8. Kala-azar means black (kala) fever (Azar). These are severe (advanced) cases of visceral leishmaniasis.
   1. Kala-azar or severe visceral leishmaniasis  untreated is typically  fatal due to:
      1. Directly from the disease.
      2. Indirectly from complications, such as hemorrhage or secondary bacterial infection.
      3. If left untreated, the mortality rate may reach 100% within two years (WHO).
9. Pathogenesis of the lesion:
   1. The fly, when biting the host, then amastigotes proliferate.
   2. These are taken up by the macrophages and the endothelium of the small capillaries.
   3. Macrophagic cells cause the lysis of amastigotes.
      1. The organism infects the mononuclear cells of the reticuloendothelial system.
      2. The incubation period varies from 2 weeks to more than 2 years, and mostly is 3 to 8 months.
   4. There is a chronic granulomatous reaction, leading to local nodule formation, which is due to parasite-induced damage.
   5. This may ulcerate, and there is the possibility of pyogenic infection.

Leishmania pathogenesis

Mode of spread:

1. Leishmania spread through the bite of the female sandfly (Phlebotomus).

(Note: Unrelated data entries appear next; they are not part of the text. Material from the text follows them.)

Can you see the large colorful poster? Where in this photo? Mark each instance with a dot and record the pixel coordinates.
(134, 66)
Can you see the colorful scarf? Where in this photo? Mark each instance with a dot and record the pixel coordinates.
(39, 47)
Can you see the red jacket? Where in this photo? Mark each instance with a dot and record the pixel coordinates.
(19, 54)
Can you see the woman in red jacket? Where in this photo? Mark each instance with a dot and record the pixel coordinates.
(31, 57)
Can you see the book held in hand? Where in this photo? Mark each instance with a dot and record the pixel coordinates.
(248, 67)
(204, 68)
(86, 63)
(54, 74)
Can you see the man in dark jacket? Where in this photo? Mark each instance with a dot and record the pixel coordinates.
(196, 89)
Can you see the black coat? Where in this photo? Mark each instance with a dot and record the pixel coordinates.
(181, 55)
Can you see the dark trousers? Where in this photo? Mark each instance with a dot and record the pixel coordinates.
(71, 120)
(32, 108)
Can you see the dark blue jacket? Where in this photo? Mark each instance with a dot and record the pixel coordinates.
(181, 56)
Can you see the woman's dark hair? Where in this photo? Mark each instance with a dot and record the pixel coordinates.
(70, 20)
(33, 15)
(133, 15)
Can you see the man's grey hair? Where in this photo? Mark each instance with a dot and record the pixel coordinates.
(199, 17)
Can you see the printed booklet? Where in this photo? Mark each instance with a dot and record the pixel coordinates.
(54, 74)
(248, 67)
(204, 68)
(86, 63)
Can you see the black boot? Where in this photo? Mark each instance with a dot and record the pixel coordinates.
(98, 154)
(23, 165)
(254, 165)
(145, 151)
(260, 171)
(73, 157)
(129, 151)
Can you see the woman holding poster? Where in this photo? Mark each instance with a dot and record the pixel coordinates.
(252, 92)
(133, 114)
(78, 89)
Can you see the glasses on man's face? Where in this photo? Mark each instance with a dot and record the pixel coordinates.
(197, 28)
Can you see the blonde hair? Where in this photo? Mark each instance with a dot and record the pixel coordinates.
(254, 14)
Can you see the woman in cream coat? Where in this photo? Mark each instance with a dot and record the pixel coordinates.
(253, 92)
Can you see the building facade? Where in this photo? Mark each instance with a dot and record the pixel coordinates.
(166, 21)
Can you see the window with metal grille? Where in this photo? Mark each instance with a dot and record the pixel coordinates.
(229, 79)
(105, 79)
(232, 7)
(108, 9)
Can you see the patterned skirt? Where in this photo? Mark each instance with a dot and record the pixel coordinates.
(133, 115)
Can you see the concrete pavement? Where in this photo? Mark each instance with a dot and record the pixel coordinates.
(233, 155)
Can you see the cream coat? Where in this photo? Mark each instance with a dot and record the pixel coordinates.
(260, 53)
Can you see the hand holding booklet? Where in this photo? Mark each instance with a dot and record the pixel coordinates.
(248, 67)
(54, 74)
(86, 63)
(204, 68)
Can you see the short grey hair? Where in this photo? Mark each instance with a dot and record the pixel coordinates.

2. Human is a natural source of a reservoir. Other reservoirs are dogs, wild canines, rodents, and humans.

Laboratory Diagnosis of  Leishmaniasis:

Procedure how to make smear for cutaneous leishmaniasis:

1. If the ulcer is on the arm or feet, then first try to put pressure to stop the blood supply to that area.
2. Now prick and try to get yellow color material or serum-like material.
3. Make a smear from this material.
4. Another method is to take a sample just like Fine needle aspiration (Author personal experience ).
5. The FNA method is done at the periphery of the ulcer and gets a good sample most of the time.

LT smear procedure

Result of cutaneous smears:

1. In a good smear, you will see a lot of LT bodies in the histiocytes and outside on the smear.

LT bodies smear

2. Also,  can find a single separate LT body.
3. Find amastigotes in:
   1. L. tropica is diagnosed by making the smear from the deeper area of the skin lesion.
      1. These smears are stained with Giemsa (or Wright’s) stains.
      2. Typical amastigotes are seen.
4. Material aspirated from the bone marrow (64% to 86% positive), spleen (95 to 98% positive), or enlarged lymph nodes (roughly 64% positive).
5. From nasal secretion.
6. From the buffy coat of peripheral blood (67 to 99% positive).
   1. The culture of aspirates or peripheral blood.
   2. Can find the Leishmania antibody using the known parasitic antigen.
7. Leishmania amastigotes (LT body) are seen in the monocytes, and a few are seen as single in the smear.
8. ELIZA and indirect fluorescent antibody assay.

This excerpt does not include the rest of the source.